Now Madame Schumacher—“Can’t I be Erika?” she’d requested — poured generous tots of sherry. “You’re living on the West Side?” she asked.

In their new building the elevator always clanged. They had no second bedroom. On Roland’s bad nights he sat up reading and Sonya slept on the living room couch. There she dreamed of London and the bombs. But the place caught afternoon sun. They had purchased cotton rugs and secondhand furniture. Then they had splurged on a Finnish chest painted with stylized flowers. They used it as a coffee table.

“The West Side, yes,” Sonya said.

“An easy bus ride to Carnegie Hall,” Roland said. They talked of music, and of the mayor, and of films.

“Were you in Hollywood?” Sonya asked. Direct questions were not her habit; but she was a quarter century older than this beautiful woman, and her navy shirtwaist gave her the modest authority of a nanny. She had abandoned the Mary Martin hairstyle. Her straight white hair just grazed the shirtwaist’s collar.
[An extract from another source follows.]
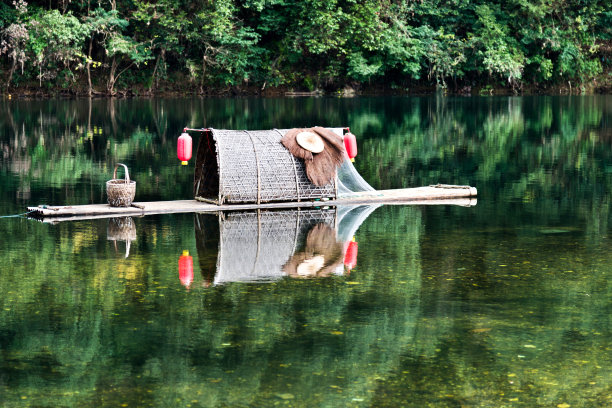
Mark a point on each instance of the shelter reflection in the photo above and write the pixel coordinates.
(121, 229)
(265, 246)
“The whole family is in the movie business, none of us in front of the camera. I did some translations, this and that … I was divorcing when I left New York and I am thoroughly divorced now.” She gave a graceful shudder. Her accent was light, not at all guttural, just a sometime transposition of W s and V s, as in “diworced.” The sisters had all learned English from their tutor, she said; and she, Erika, had worked on French during a summer spent with an aunt, such a beautiful apartment, you could see the Seine. Sonya thought of ailing Paris, the oily river, the bridge.

More conversation, then silence. They would not see each other again: the woman of the world, the pair of pensioners. When Sonya and Roland got up to say good-bye, Erika stood also and left the room and came back with the tuxedo over her arm. “I didn’t notice it when I first came home. It was hiding behind Franz’s old coat.”

“Oh Yes The Coat,” Sonya said.

“My ex-husband’s. I kept it out of malice, he loved it so. I think I’ll give it to the Writers and Artists Thrift Shop.”

“Our organization distributes clothing to the needy.”

“I’ll remember that,” Erika said. She’d forget it before the elevator reached the lobby.

On the sidewalk, Roland pointed to the tuxedo, which Sonya carried over her arm. “I’ll never wear that thing again.”